This produced a U-shaped curve showing that both the reddest and bluest states were more likely to have their adolescents grow up with married parents.

States voting consistently Republican, such as Utah, Nebraska, and Idaho, are more likely than average states to have their adolescents grow up with married parents, but so are states voting consistently Democratic, such as Massachusetts, Minnesota, and New Jersey.

And since the educational level and ethnic composition of populations are known to have a bearing on family stability, the IFS scholars also applied those variables to their data. Here is what they found:

As Cahn and Carbone would predict, strongly blue regions like New England have high proportions of teens growing up with married parents in large part because their populations are highly educated (but also because they have fewer minority residents). The blue state model works fairly well in Northeastern and Midwestern states like Massachusetts and Minnesota.

Strongly red states like Utah and Nebraska also have high proportions of teens growing up with married parents, even though red state Americans are less educated than those in strongly blue states. But their residents are more likely to have deep normative and religious commitments to marriage and to raising children within marriage. And these strongly red states also have relatively low proportions of minorities. The red state model works fairly well in the West and the Midwest.

Two takeaways

There are two key takeaways from our analysis. First, one major reason the bluest states have a high share of children in intact families is that they are home to comparatively high numbers of college-educated adults, who tend to get and stay married nowadays.

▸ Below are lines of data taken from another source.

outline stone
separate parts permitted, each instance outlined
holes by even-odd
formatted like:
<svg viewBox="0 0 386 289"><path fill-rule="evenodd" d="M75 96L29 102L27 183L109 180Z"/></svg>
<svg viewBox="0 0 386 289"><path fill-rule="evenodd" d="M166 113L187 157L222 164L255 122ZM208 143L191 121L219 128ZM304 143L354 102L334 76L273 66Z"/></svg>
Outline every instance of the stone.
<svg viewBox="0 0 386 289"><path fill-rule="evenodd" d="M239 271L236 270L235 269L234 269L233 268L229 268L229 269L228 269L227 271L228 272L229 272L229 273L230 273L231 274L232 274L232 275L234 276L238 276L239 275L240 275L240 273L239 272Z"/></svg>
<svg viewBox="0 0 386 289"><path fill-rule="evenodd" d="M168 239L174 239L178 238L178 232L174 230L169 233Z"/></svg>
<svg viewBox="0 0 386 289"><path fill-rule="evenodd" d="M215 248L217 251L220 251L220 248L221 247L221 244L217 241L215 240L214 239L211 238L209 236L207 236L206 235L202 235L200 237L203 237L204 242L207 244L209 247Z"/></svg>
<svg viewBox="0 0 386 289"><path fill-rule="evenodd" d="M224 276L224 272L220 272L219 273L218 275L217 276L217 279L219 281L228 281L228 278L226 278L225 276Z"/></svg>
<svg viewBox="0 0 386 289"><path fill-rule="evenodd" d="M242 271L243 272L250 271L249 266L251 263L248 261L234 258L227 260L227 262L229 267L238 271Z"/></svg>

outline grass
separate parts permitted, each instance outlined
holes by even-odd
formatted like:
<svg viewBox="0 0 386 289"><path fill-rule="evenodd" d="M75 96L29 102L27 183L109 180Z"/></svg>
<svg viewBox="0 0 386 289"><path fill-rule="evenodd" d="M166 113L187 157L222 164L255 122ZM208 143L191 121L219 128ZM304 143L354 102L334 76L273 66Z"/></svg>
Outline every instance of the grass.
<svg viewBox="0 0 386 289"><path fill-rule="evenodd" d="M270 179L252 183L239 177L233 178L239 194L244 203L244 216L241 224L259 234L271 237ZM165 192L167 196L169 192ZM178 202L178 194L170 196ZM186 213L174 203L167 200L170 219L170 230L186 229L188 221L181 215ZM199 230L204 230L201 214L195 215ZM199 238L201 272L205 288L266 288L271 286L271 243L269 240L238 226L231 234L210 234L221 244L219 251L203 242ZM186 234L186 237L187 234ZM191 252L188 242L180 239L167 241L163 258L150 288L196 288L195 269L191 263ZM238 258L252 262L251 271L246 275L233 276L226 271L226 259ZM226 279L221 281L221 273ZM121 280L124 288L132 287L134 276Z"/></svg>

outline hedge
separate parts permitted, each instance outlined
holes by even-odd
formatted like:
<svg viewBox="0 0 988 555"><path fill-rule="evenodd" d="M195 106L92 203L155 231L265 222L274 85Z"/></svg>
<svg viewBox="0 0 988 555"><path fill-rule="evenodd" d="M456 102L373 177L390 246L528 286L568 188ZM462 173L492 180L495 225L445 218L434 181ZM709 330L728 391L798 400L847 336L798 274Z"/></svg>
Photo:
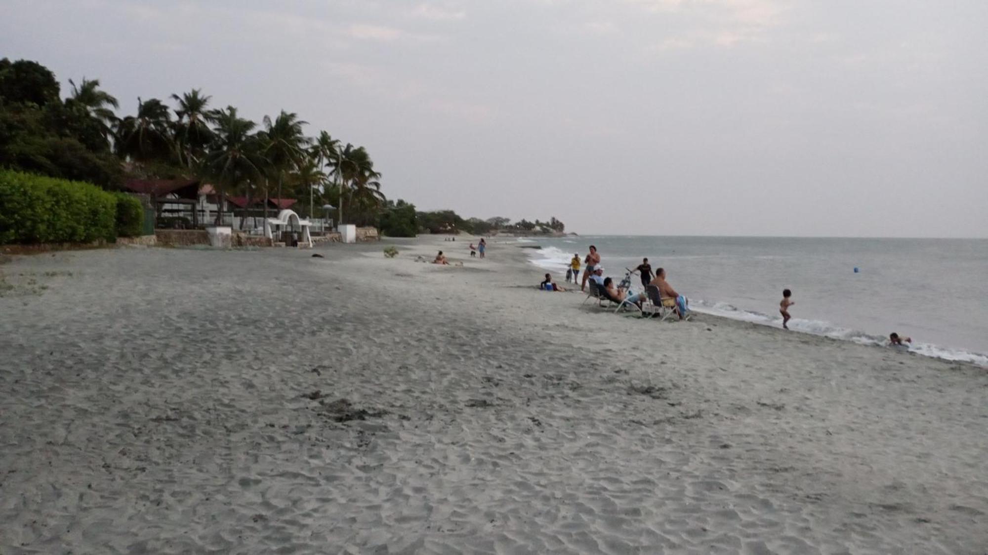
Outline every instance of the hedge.
<svg viewBox="0 0 988 555"><path fill-rule="evenodd" d="M57 178L0 170L0 244L91 243L140 234L136 198ZM134 202L136 203L134 205ZM118 225L122 229L118 231Z"/></svg>
<svg viewBox="0 0 988 555"><path fill-rule="evenodd" d="M117 194L117 236L137 237L144 230L144 206L125 193Z"/></svg>

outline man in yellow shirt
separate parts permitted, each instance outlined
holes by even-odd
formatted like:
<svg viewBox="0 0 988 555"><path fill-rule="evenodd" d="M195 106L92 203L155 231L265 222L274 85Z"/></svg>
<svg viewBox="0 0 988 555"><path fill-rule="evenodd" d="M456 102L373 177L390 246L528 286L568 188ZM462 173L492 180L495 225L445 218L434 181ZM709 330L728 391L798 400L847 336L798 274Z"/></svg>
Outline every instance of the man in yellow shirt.
<svg viewBox="0 0 988 555"><path fill-rule="evenodd" d="M569 271L573 274L573 282L576 283L580 277L580 255L573 255L573 260L569 261Z"/></svg>

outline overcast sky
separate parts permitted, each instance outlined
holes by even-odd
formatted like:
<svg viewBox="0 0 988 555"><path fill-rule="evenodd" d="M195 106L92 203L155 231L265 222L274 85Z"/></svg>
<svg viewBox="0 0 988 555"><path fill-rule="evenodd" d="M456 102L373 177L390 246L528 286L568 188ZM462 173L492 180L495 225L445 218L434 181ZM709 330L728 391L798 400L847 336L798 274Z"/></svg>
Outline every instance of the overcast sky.
<svg viewBox="0 0 988 555"><path fill-rule="evenodd" d="M0 56L579 233L988 236L988 2L4 0Z"/></svg>

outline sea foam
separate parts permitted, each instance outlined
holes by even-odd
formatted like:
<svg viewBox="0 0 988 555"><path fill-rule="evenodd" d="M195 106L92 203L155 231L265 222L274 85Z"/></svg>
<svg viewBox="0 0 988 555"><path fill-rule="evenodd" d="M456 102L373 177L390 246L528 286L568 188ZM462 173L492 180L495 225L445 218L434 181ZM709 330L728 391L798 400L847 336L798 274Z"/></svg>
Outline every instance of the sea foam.
<svg viewBox="0 0 988 555"><path fill-rule="evenodd" d="M570 252L563 251L557 247L532 249L529 256L532 263L538 268L558 274L566 273L566 270L569 268L569 261L572 259L572 254ZM782 319L779 316L771 316L769 314L763 314L752 310L743 310L726 302L691 298L690 306L697 312L730 318L731 320L751 322L753 324L760 324L763 326L779 327L782 322ZM839 326L825 320L792 318L789 320L788 326L789 329L793 331L843 341L851 341L860 345L885 346L888 344L888 339L885 337L866 334L864 332ZM917 342L908 346L908 351L910 353L916 353L917 355L923 355L926 357L934 357L961 362L971 362L981 366L988 366L988 355L972 353L962 349L951 349L939 345Z"/></svg>

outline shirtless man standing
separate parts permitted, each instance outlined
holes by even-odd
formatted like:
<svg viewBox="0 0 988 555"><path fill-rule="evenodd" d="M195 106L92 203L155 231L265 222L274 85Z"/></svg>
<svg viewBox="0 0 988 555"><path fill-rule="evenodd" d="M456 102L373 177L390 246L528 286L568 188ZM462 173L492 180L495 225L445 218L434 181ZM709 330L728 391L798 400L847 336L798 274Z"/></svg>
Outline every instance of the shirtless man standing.
<svg viewBox="0 0 988 555"><path fill-rule="evenodd" d="M594 268L600 266L601 255L597 254L597 247L590 246L590 254L587 255L585 261L587 263L587 270L583 271L583 282L580 283L580 290L582 291L587 286L587 279L590 278L590 275L594 273Z"/></svg>

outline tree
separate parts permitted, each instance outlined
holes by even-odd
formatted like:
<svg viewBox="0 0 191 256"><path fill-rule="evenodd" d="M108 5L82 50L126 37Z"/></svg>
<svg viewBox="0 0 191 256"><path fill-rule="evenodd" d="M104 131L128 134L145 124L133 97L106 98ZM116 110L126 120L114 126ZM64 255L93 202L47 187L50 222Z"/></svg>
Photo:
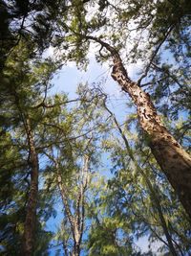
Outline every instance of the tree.
<svg viewBox="0 0 191 256"><path fill-rule="evenodd" d="M175 189L187 214L191 217L191 187L189 185L191 184L191 182L187 182L191 178L191 158L189 154L180 147L180 145L173 137L173 135L166 129L166 128L161 122L159 115L157 113L157 109L154 106L149 93L144 92L140 86L140 82L147 76L151 64L154 62L155 65L155 60L157 61L158 58L159 58L158 53L161 46L165 45L166 43L166 47L168 49L171 49L171 44L168 42L168 37L170 35L174 37L176 36L176 28L177 26L179 26L179 24L181 23L181 21L185 21L183 23L184 28L182 29L183 32L185 31L185 26L187 24L187 11L185 9L186 4L182 5L182 12L177 19L177 17L175 18L176 12L174 4L171 5L171 3L167 2L168 1L164 1L161 5L160 2L154 3L151 5L151 10L149 9L153 12L156 12L156 15L153 15L152 13L149 15L149 17L147 18L147 22L149 23L145 25L148 29L148 33L150 33L149 38L153 36L152 30L154 30L155 32L156 27L157 30L159 30L159 33L162 34L162 35L160 38L159 35L156 35L155 40L157 40L157 43L151 43L147 47L148 51L149 49L152 49L151 59L148 60L149 64L145 68L145 73L140 77L138 82L134 82L128 77L127 71L119 55L119 50L117 49L117 47L119 48L120 44L122 46L124 45L122 41L123 37L120 39L120 34L118 35L117 32L114 31L112 33L112 35L109 36L108 40L117 44L116 47L113 47L111 46L111 44L106 43L102 40L102 37L105 37L105 35L104 34L101 35L101 33L99 33L99 30L101 30L101 28L110 30L110 27L115 27L115 24L117 23L115 20L115 15L114 19L113 16L109 19L109 17L107 17L106 15L103 17L101 13L98 12L98 18L94 16L91 21L87 21L88 12L86 11L86 4L83 4L82 1L76 1L76 3L74 3L73 5L69 6L69 13L74 13L74 16L68 20L65 20L65 23L63 24L63 28L68 30L68 37L65 36L63 38L63 41L64 43L67 43L67 41L69 41L70 43L74 43L74 46L72 47L72 50L69 50L68 58L70 58L71 59L74 59L77 62L81 61L81 63L83 63L82 59L84 59L86 52L88 51L90 41L96 42L100 45L101 49L99 51L99 58L104 58L104 56L102 56L101 54L101 50L103 48L105 48L109 52L109 56L107 56L107 58L110 57L113 59L112 77L120 85L121 89L124 92L128 93L128 95L132 98L137 107L139 125L141 126L142 129L146 134L147 141L152 151L152 153L155 155L155 158L160 166L161 171L165 174L172 187ZM115 8L112 4L106 1L102 6L101 4L99 4L99 10L103 11L106 8L110 8L110 11L112 10L113 12L115 12L117 17L120 17L120 13L123 13L122 12L124 12L126 8L126 10L129 10L130 12L129 16L127 15L127 20L125 20L126 25L128 22L130 23L132 19L134 20L135 18L137 18L137 11L138 12L138 14L140 14L139 12L145 7L148 7L149 5L150 1L146 2L145 6L144 4L136 4L135 1L130 1L129 3L126 3L126 5L121 9L118 7L117 4ZM169 21L170 25L167 24L166 26L166 16L164 16L164 18L162 19L163 23L159 25L159 22L161 21L161 8L163 6L165 7L165 9L169 8L172 15L172 20ZM131 8L133 9L132 13ZM126 12L128 12L126 11ZM146 13L148 14L148 11L146 11ZM142 21L141 14L140 18L140 21ZM153 21L151 22L152 18ZM110 20L111 25L107 25L106 20ZM150 23L151 28L149 27ZM118 28L119 24L123 24L123 22L119 20L117 25L117 28ZM140 25L141 23L139 24L139 26ZM97 31L97 36L91 35L93 32ZM126 36L128 36L127 34L125 35ZM66 38L68 39L66 40ZM187 45L188 40L189 39L186 37L185 45ZM59 41L61 41L61 39ZM152 53L152 51L154 51L154 53ZM177 55L180 56L179 51L175 51L175 56Z"/></svg>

Second, adjusting for education and race/ethnicity transforms the relationship between the Red State Index and marital upbringing from a curvilinear to a linear one. The redder the state, the more likely is a teen to grow up with his or her married birth parents. The relationship is modest but statistically significant. For every ten-point increase in the Red State Index, the proportion of teens living with both parents rises by one percentage point. This suggests that red state family culture is associated with increased odds of being raised in an intact, married family.

In other words, red state family culture is good for kids, but it is not found equally in the various educational and ethnic groups. It brings stability because, as other results of the IFS analysis show:

Adults are more likely to be married in the red states than in blue, and even more likely when they have a college degree. Family values plus education equals stability, and the best conditions for children growing up.

Like the bluest states, the reddest have low rates of non-marital births. In the blue states this is partly related to education, and in the red, to family culture.

Wilcox and Zill conclude:

The conventional wisdom among scholars about family in America suggests the red state family model has failed to deliver the stability that boosts children's odds of thriving in today's world. But we find that the reddest states in America are more, not less, likely to raise their children in a stable, married home, other things being equal. Yet insofar as residents of blue America prioritize education and work, and postpone family formation, in the ways that Cahn and Carbone prescribe, they too have a path towards stable, two-parent families.

Our bottom line: In understanding the confusing contours of political and family geography, it looks like both education and ideology matter. That's why the bluest and reddest states in America register the highest levels of family stability in the nation.

Another conclusion: Don't give up on family values; but do get an education.